Last week the Argentinian Minister of Health announced plans to broaden the scope of its medical cannabis programme, three years on from establishing a regulatory framework for the medical and scientific use of cannabis.
The draft regulations have not been published in the official gazette yet but were presented by the minister in a meeting with key stakeholders. The government is listening to demands from patients and advocacy groups, in order to allow patients to home-grow medical cannabis and share crops among multiple patients.

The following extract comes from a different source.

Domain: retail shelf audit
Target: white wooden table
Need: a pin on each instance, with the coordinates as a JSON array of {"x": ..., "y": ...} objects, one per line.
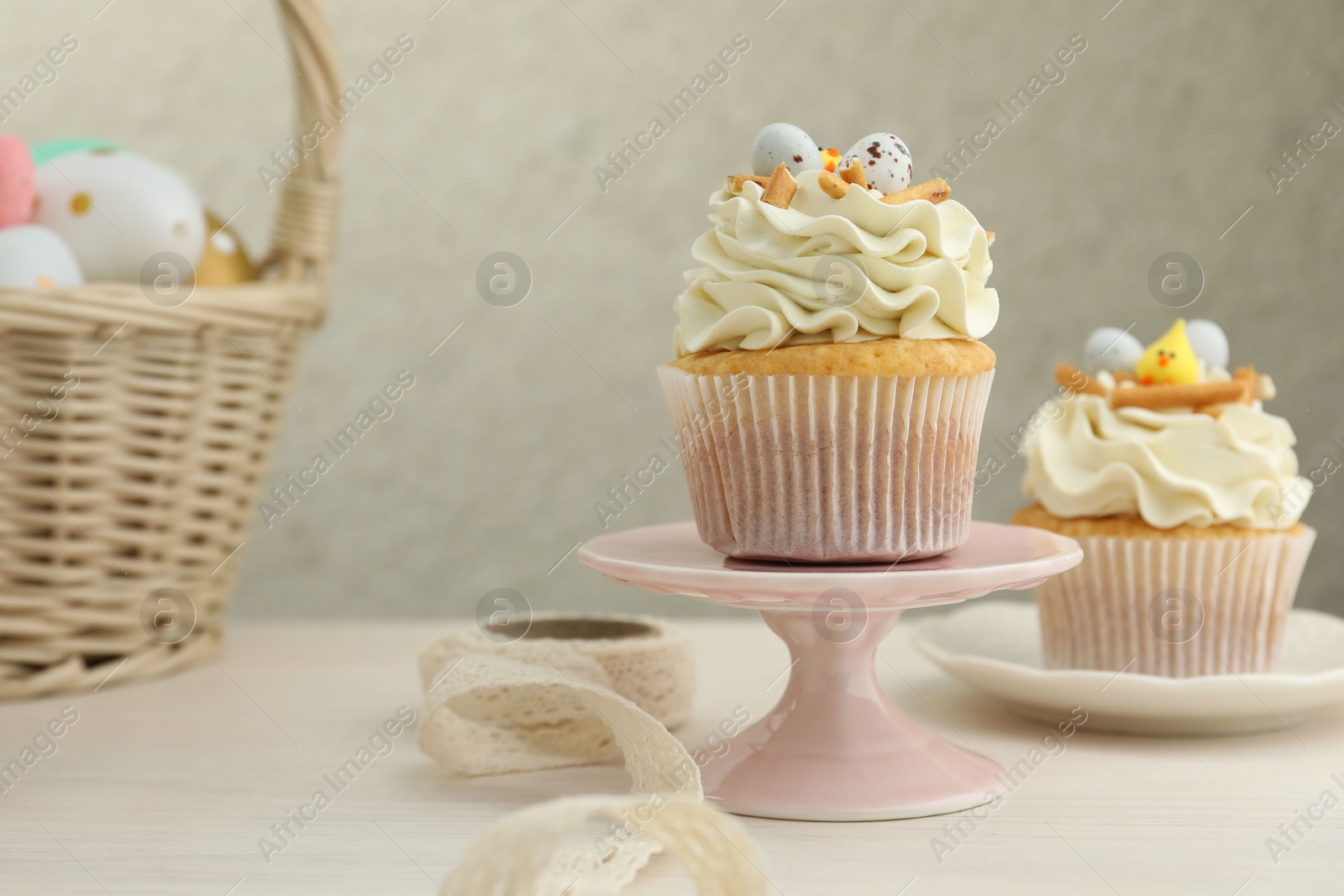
[{"x": 165, "y": 788}]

Most importantly, the list of allowed indications of medical cannabis will be expanded to include all patients which could benefit from cannabis treatment and the number of specialists registered to prescribe cannabis will also be increased.
In practice, this will drastically increase accessibility and has the potential to set the stage for the sustained growth in patient penetration as observed in other nascent markets like Germany or Australia, where over two-thirds of the prescriptions are for chronic pain.
Three pathways to the supply of medical cannabis are proposed:
- Special importation, as had been occurring with CBD since the 2017 law was approved. On top of the import of finished products, the Minister announced that importation of raw materials to be further compounded in a magistral pharmacy, will also be allowed, aligning the Argentinian model with many European schemes, like Germany.
- Allowing self-cultivation of medical cannabis at home under authorisation for patients included in a special registry. Collective growing by associations will also be allowed.
- State-controlled production of cannabis oil, although the details of this scheme are still unclear.